Никон постоял в недоумении: в первый раз за время его святительства он получил отказ от царя, притом он считал своё дело совершенно правым.
— Как, — воскликнул он, — твоему царскому величеству жаль нескольких сот серебряных рублей и не жаль плеч моих... погляди, гноятся они от ран, при переноске каменьев... тебе жаль этих нескольких сот рублей, когда Хитрово и Стрешнев проигрывают тысячи в карты, аль бросают тысячи на псов и аргамаков... Что же?.. Значит, я последний здесь... указов моих не велено слушать... Собственную казну мою мне не возвращают... в Киев, где бы я мог собрать милостыню на Божий храм, меня не отпущают, — так я отряхаю прах моих ног... и даю слово: никогда не есть более в сей трапезной...[35]
— Святейший патриарх, благослови, — переконфуженно произнёс государь.

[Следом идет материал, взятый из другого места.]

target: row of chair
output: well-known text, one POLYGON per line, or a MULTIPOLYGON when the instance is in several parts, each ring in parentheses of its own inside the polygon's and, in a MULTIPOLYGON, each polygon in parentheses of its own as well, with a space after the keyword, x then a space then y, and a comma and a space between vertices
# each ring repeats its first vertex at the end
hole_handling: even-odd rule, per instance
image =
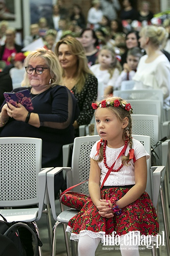
MULTIPOLYGON (((148 153, 150 152, 150 139, 149 137, 133 135, 133 137, 140 140, 148 153)), ((51 167, 43 169, 41 169, 41 140, 23 137, 0 138, 0 207, 5 207, 5 209, 0 210, 0 213, 9 222, 20 221, 34 223, 39 233, 38 228, 35 221, 40 218, 42 212, 45 212, 48 220, 50 248, 53 256, 55 255, 57 227, 60 222, 67 224, 76 212, 75 210, 67 209, 57 216, 54 204, 54 177, 59 172, 64 169, 66 172, 68 187, 87 180, 90 167, 90 152, 92 145, 99 138, 98 135, 75 138, 74 143, 71 168, 53 169, 51 167), (53 237, 50 202, 53 218, 57 221, 54 227, 53 237), (46 209, 45 211, 43 210, 44 204, 46 204, 46 209), (30 206, 37 204, 38 207, 29 208, 30 206), (28 207, 28 208, 23 209, 24 206, 28 207), (12 208, 17 207, 20 209, 9 209, 9 207, 12 208)), ((168 152, 170 154, 169 149, 168 152)), ((159 192, 161 191, 162 193, 163 192, 162 190, 160 190, 159 189, 161 188, 160 185, 162 183, 164 180, 165 168, 162 166, 159 167, 153 170, 153 170, 150 172, 150 161, 147 160, 147 192, 150 195, 154 205, 156 207, 159 192), (153 186, 153 184, 156 184, 156 181, 159 185, 156 186, 153 186)), ((167 160, 165 159, 164 161, 165 162, 167 160)), ((88 192, 87 184, 80 186, 79 189, 83 193, 87 194, 88 192)), ((162 195, 161 201, 163 206, 164 225, 166 226, 167 221, 166 219, 167 212, 164 206, 164 198, 162 195)), ((63 209, 63 208, 62 209, 63 209)), ((169 255, 170 250, 167 239, 167 237, 169 237, 168 229, 167 228, 165 231, 168 255, 169 255)), ((67 236, 65 235, 65 236, 67 251, 69 256, 70 254, 67 236)), ((73 250, 72 256, 75 255, 73 250)), ((39 250, 40 255, 42 255, 42 248, 40 248, 39 250)), ((155 255, 153 251, 153 255, 155 255)))
MULTIPOLYGON (((133 135, 133 137, 138 140, 143 144, 147 151, 150 153, 150 138, 149 136, 133 135)), ((49 194, 50 200, 51 202, 51 210, 53 218, 57 221, 54 227, 54 233, 53 238, 52 255, 55 255, 56 246, 56 233, 57 227, 60 223, 66 225, 69 219, 73 217, 78 211, 74 209, 67 209, 63 210, 58 216, 57 215, 54 204, 54 189, 52 184, 54 183, 55 175, 59 172, 65 170, 66 172, 66 177, 68 187, 79 183, 82 181, 86 180, 88 178, 90 168, 90 160, 89 155, 92 146, 95 142, 98 140, 99 137, 98 135, 85 136, 81 137, 76 138, 74 140, 72 157, 72 164, 71 168, 56 168, 49 172, 47 174, 47 186, 49 194)), ((153 205, 157 209, 157 204, 159 192, 161 191, 161 185, 164 181, 164 177, 165 172, 164 166, 152 167, 151 168, 150 160, 147 160, 147 180, 146 191, 150 195, 152 199, 153 205), (153 186, 156 184, 156 186, 153 186)), ((74 189, 85 194, 88 194, 88 186, 86 183, 77 187, 74 189)), ((162 192, 163 192, 162 191, 162 192)), ((168 255, 170 253, 168 229, 166 227, 167 223, 167 212, 165 209, 164 197, 161 197, 161 202, 162 204, 162 212, 164 216, 164 229, 166 230, 166 238, 167 244, 167 250, 168 255)), ((70 252, 68 247, 68 237, 65 235, 65 239, 66 241, 67 251, 68 255, 70 255, 70 252)), ((73 256, 76 255, 76 252, 74 250, 75 247, 74 246, 73 241, 71 241, 71 255, 73 256)), ((153 247, 152 249, 152 255, 156 255, 155 248, 153 247)))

— Господи благослови, — торопливо произнёс патриарх и вышел.
После этого ухода Алексей Михайлович потребовал к себе Богдана Матвеевича Хитрово — этот был уже при нём окольничьим.
Царь передал ему сущность ссоры своей с патриархом.

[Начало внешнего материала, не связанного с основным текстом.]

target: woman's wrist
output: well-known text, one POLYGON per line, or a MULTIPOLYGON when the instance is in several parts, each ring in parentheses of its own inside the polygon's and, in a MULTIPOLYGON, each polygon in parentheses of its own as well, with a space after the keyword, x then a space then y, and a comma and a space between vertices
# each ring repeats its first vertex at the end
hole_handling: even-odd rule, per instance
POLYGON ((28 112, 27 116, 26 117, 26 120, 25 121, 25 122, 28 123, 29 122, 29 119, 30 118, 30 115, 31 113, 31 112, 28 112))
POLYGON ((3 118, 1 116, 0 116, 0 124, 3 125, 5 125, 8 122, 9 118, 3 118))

— Уж много ты, великий государь, воли-то дал ему... всё ему не ладно, и глупы-де наши бояре, неучи, а он лишь один умница.
— Надоел он и мне, признаться тебе, Богдан, пуще редьки в пост... да ничего не поделаешь: патриарх он и терпи... Патриарх, что отец, всё едино... иной раз и от отца, бывало, терпишь обиды, да ничего: помолишься Богу и стерпишь... и Бог благословит за это.
— Да и поделать-то с ним что мудрено, и много бояр за ним... А уж народ — точно молится на него...
— Видишь, Богдан, коли б он да сам ушёл: иное дело... тогда и Бог простит: сам-де не схотел, а принудить-де нельзя...
— Уйдёт он... уйдёт, великий государь, по своей воле... только ты не серчай... увидишь...
— Лишь бы я в стороне, и его-то жаль... да ведь святитель... богомолец наш, — вот и грех пред Богом. Да, вот скажи: коли гетман Богдан умрёт, что тогда делать?..
— Меня, великий государь, пошли туда, и без патриарха дела оборудуем... и без святейшего обойдёмся, — изберут там и гетмана, и митрополита, и будут они под твоей высокой рукой, а там мы воеводства учиним. Русская земля должна быть едина, что в Москве, что в Киеве... С патриархом, одначе, теперь рано ссориться: нужно дать ему несколько сот, чтоб умилостивить; а коли я возвращусь из Киева, и всё там устроится по его благословению, тогда мы уж, — позволь, великий государь, — и дело сладим к добру... отделаемся мы от святейшего.
— Делай, Богдан, как знаешь, а я в стороне.
— Будет он клясть меня и Стрешнева, а нам что? Лишь бы тебе служить. Теперь позволь идти к патриарху — всё улажу...
— Ступай да только знай: коли царевны, сестрицы, узнают что-либо, они меня заплачут и покоя не дадут... выживут они меня из Москвы.
— О размолвке твоей с ним, великий государь, патриарх никому не расскажет, а я подавно болтать не стану... уж коли я возьмусь, я и дам ответ.